Soros Fund Management continued to significantly increase its holdings in electric vehicle stock Rivian this past quarter, making it the fund’s top position at 15%. In addition to the stock, Rivian calls also take up the fund’s fourth largest position at 4.6%, indicating the fund’s strong bullish view on Rivian. Rivian, the highly touted “Tesla challenger,” fell 52% YTD March and 73% YTD May 23. Soros Fund Management, which is heavily invested in Rivian, would have seen a significant unrealized loss should it not do an effective job in hedging.

Vanguard’s top 5 buys are the same as BlackRock’s, the difference only lies in the ranking – they are Apple, Tesla, Chevron, ExxonMobil and Berkshire Hathaway. These 5 companies serve well to diversify risk, as they are in the high-tech, electric vehicle, oil, financial, consumer goods and infrastructure sectors, and are market leaders in their respective fields.

Bridgewater continues to increase its weight in emerging market ETFs in the first quarter of 2022.  Consumer stocks have been dominating Bridgewater’s positions, with its second largest position in the leading consumer staple stock Procter & Gamble, and while P&G has not reported earnings as of this writing, other consumer stocks such as Walmart and Target have triggered selloffs due to poor earnings reports. Supply chain disruptions, rising costs, and continued high inflation have put considerable pressure on these consumer goods companies, and they have thus chosen to lower their profit estimates for 2022.

In addition, Bridgewater’s bullishness on Chinese stocks continued. Among its holding of 46 Chinese stocks, Bridgewater has added in 35 and reduced in 10 of them, but the overall weighting of these Chinese stocks declined from about 10% in the fourth quarter of 2021 to about 9% in the first quarter of 2022 because of the downward movement of Chinese stock prices along the way. Bridgewater continued to increase its position in Alibaba by 3,221,000 shares in the past quarter.
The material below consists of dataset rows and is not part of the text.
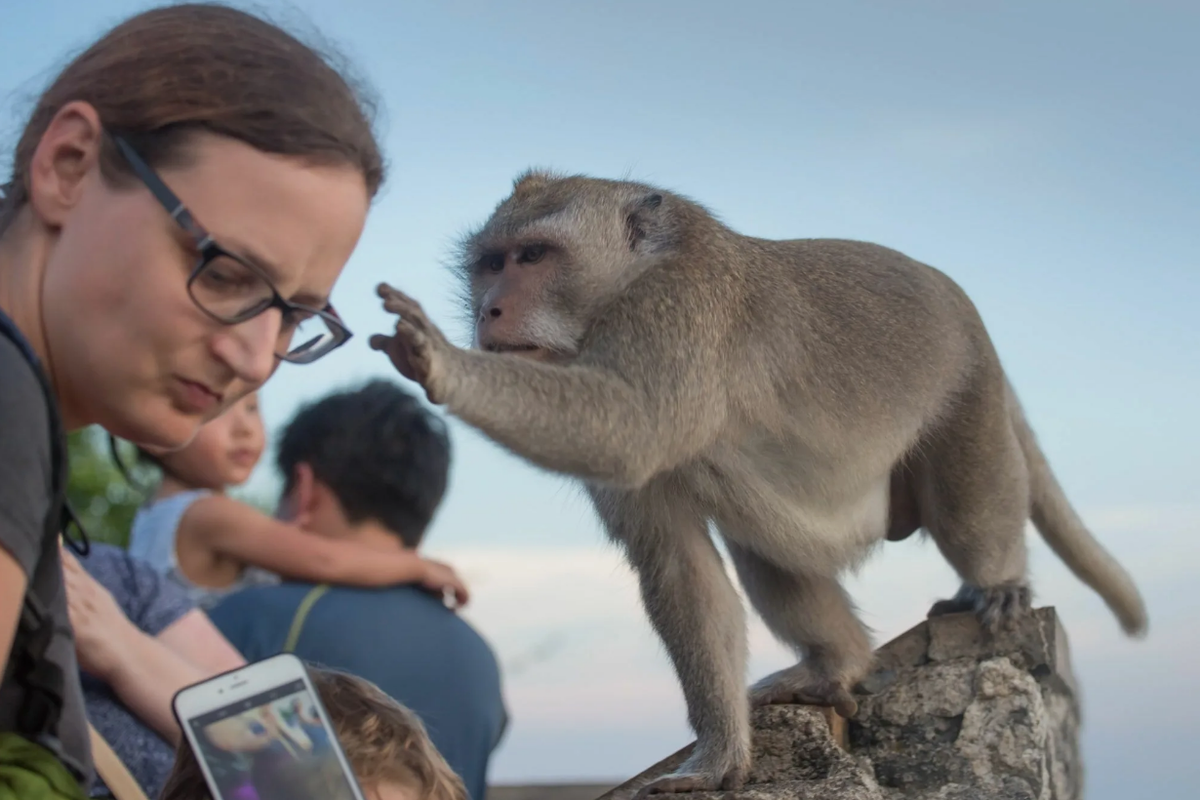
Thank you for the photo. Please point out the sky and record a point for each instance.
(1043, 155)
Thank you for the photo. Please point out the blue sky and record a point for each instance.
(1044, 155)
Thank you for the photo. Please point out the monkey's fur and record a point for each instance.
(791, 392)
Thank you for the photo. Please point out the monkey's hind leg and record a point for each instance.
(814, 615)
(975, 492)
(697, 614)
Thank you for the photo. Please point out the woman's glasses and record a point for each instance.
(231, 289)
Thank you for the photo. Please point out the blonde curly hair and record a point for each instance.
(384, 743)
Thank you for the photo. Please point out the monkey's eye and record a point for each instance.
(532, 253)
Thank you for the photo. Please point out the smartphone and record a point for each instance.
(261, 732)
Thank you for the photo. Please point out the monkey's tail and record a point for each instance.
(1069, 539)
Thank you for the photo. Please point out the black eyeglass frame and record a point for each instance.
(209, 250)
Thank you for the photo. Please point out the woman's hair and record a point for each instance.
(166, 73)
(384, 743)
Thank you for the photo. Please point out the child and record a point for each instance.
(215, 545)
(385, 744)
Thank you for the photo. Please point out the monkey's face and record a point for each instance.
(549, 259)
(523, 302)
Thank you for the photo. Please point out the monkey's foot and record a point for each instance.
(996, 607)
(684, 782)
(799, 686)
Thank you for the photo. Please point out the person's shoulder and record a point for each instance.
(412, 602)
(22, 397)
(263, 599)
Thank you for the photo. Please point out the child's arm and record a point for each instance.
(240, 531)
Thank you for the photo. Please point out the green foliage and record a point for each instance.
(103, 498)
(99, 493)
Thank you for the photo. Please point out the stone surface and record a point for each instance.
(948, 713)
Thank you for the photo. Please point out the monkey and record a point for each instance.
(808, 398)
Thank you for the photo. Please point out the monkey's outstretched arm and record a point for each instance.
(582, 419)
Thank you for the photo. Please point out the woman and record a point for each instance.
(183, 199)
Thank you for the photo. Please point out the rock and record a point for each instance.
(948, 713)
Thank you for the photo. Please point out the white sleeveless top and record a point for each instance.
(153, 540)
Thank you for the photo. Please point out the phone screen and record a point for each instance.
(271, 746)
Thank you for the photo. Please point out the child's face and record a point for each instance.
(225, 451)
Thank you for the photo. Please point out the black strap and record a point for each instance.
(29, 665)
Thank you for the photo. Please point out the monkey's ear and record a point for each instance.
(642, 222)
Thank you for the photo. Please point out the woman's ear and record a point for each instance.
(66, 152)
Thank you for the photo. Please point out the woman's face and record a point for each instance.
(127, 347)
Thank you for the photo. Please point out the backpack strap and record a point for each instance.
(301, 614)
(29, 663)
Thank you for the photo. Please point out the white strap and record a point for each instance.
(113, 771)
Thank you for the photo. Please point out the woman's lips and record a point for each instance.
(193, 397)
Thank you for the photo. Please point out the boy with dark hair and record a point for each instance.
(372, 464)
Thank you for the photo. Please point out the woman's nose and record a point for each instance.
(249, 348)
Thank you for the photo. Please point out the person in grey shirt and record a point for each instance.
(371, 464)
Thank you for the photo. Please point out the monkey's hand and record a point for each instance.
(418, 348)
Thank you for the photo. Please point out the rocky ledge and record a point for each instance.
(948, 713)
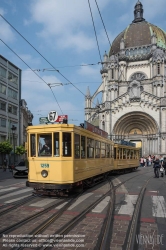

Baillie Gifford reduced its holdings in e-commerce stocks Shopify and Wayfair, as well as vaccine stock Modena in the last quarter. In the post-epidemic era with supply chain disruptions and rising labour costs, e-commerce stocks, represented by Amazon, have been generally underperforming. In terms of buys, Baillie Gifford added positions in South American e-commerce company Mercado Libre and Korean e-commerce company Coupang, which shows that the institution is still long the e-commerce players but has made a change in stock selection.

Finally, let’s move our attention to the Asian investment companies.

Hillhouse has significantly increased its holdings in takeaway delivery stock DoorDash and e-commerce stock JD in the past quarter.  13F reports that as of March 31, JD accounted for the second largest position in Hillhouse at 10.2% and DoorDash was in the third largest position at 9.5%.

Temasek’s positions are more “globally focused” as compared to the “Asia Pacific focused” Hillhouse – the top 5 positions are BlackRock, Visa, Bill.com, PayPal and Mastercard. In addition, Temasek’s move to increase its holdings in US Treasuries in the first quarter demonstrates its risk aversion view – increasing cash position to reduce risk and increase liquidity.